On Friday, April 11, a staged reading and discussion of Paradise Expressway, a new play by JHI New Media and Public Humanities Postdoctoral Fellow Chloe Bordewich, was held at the Helen Gardiner Phelan Playhouse. The reading was directed by Mika Deneige and stage-managed by Gheeda Mourtada, with a cast composed of University of Toronto undergraduates Dalila Bejar-Ali, Malek Jaziri, Maria Miroshnichenko and Moaz Saber, and community members Melika Ghatea and Mahmoud Shawaf.

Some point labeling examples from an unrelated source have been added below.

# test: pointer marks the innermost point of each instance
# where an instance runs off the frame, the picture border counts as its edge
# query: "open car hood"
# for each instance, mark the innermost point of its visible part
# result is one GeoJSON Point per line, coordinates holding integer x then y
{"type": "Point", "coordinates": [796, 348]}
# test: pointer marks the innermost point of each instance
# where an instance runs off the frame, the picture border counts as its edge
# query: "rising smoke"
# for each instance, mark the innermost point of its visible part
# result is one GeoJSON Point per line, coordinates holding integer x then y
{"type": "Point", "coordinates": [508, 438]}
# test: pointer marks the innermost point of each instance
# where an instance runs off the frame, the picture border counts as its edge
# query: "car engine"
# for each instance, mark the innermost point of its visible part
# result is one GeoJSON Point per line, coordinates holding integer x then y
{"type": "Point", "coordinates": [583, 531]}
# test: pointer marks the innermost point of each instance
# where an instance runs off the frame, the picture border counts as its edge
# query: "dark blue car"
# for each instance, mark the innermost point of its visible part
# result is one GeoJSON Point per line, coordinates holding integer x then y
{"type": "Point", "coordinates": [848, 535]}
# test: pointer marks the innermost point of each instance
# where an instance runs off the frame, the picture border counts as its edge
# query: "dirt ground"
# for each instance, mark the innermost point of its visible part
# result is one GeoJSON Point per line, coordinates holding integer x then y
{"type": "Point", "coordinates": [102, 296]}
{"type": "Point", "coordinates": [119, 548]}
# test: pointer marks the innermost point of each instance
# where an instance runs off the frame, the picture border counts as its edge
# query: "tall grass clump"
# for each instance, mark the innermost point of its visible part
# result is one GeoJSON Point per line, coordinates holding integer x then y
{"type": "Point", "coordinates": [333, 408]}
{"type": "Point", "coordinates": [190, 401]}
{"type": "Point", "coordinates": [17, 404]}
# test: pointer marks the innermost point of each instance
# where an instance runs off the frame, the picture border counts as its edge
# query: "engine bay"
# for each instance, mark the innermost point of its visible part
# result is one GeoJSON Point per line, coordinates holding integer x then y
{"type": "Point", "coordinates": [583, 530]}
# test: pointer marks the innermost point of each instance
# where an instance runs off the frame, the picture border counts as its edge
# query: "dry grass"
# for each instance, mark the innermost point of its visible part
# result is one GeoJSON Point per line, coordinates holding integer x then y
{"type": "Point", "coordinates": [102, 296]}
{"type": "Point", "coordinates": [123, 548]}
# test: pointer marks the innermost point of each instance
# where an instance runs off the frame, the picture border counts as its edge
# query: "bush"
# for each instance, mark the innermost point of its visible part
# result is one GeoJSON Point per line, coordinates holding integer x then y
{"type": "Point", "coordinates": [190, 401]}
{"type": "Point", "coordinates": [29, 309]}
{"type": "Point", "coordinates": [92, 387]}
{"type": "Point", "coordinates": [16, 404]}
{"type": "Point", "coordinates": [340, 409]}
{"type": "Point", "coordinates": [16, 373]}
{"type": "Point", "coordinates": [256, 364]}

Paradise Expressway is set in Cairo, Egypt, in the very recent past. In the play, an Egyptian teacher, Salim, and a Canadian journalist, Cora, come to document the maze of tombs in the historic City of the Dead before they are bulldozed to make way for the Paradise Expressway. But authorities have cracked down harshly on opposition to the project, and they need to keep their profile low. When Cora is overheard asking questions, it sets off a series of events that threaten to upset her friendship with Salim–and land one of them in serious trouble. Moving back and forth between English and Arabic, the play explores surveillance, distrust and the grave consequences of inattention amid the havoc of urban destruction wreaked in the name of progress.

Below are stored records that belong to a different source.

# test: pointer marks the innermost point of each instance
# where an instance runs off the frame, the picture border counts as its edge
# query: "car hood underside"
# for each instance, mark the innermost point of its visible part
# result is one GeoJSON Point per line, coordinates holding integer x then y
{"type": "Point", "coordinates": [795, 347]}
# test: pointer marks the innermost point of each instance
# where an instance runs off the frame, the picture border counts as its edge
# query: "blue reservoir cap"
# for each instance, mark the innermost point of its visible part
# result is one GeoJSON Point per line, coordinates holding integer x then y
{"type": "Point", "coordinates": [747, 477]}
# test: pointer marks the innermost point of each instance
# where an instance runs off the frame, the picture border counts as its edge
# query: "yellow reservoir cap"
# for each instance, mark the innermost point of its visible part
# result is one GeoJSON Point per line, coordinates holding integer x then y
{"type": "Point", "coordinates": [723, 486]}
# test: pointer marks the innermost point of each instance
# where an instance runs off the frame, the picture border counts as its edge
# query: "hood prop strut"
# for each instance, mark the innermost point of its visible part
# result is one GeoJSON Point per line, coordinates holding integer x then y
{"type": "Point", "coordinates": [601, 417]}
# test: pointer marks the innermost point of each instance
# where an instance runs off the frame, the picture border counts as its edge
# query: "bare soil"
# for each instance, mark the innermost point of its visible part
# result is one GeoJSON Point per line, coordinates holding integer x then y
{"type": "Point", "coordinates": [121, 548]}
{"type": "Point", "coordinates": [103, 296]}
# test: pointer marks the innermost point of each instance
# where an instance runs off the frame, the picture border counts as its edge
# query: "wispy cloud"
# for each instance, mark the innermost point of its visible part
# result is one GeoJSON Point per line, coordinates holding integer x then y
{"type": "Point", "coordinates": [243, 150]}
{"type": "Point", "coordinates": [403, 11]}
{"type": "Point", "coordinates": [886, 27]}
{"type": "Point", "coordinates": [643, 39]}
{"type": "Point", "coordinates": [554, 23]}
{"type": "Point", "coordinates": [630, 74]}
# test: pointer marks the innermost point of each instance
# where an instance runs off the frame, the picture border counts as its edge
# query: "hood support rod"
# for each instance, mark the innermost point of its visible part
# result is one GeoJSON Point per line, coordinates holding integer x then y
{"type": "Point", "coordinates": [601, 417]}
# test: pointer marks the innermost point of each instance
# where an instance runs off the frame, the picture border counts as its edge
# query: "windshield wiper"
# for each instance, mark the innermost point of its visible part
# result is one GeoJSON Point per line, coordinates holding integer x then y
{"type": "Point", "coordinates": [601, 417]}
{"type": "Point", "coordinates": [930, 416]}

Paradise Expressway, a work of fiction, is Bordewich’s first play. A trained historian, she turned to playwriting to attend to the personal marginalia of her research—especially the ethical dilemmas of conducting that research in a surveillance state and the privilege of doing so as a foreigner. A post-show discussion among cast, crew, playwright and audience addressed the profoundly unequal risks faced by the Canadian and Egyptian protagonists, the resilience of friendship, and the terror of facing arbitrary arrest.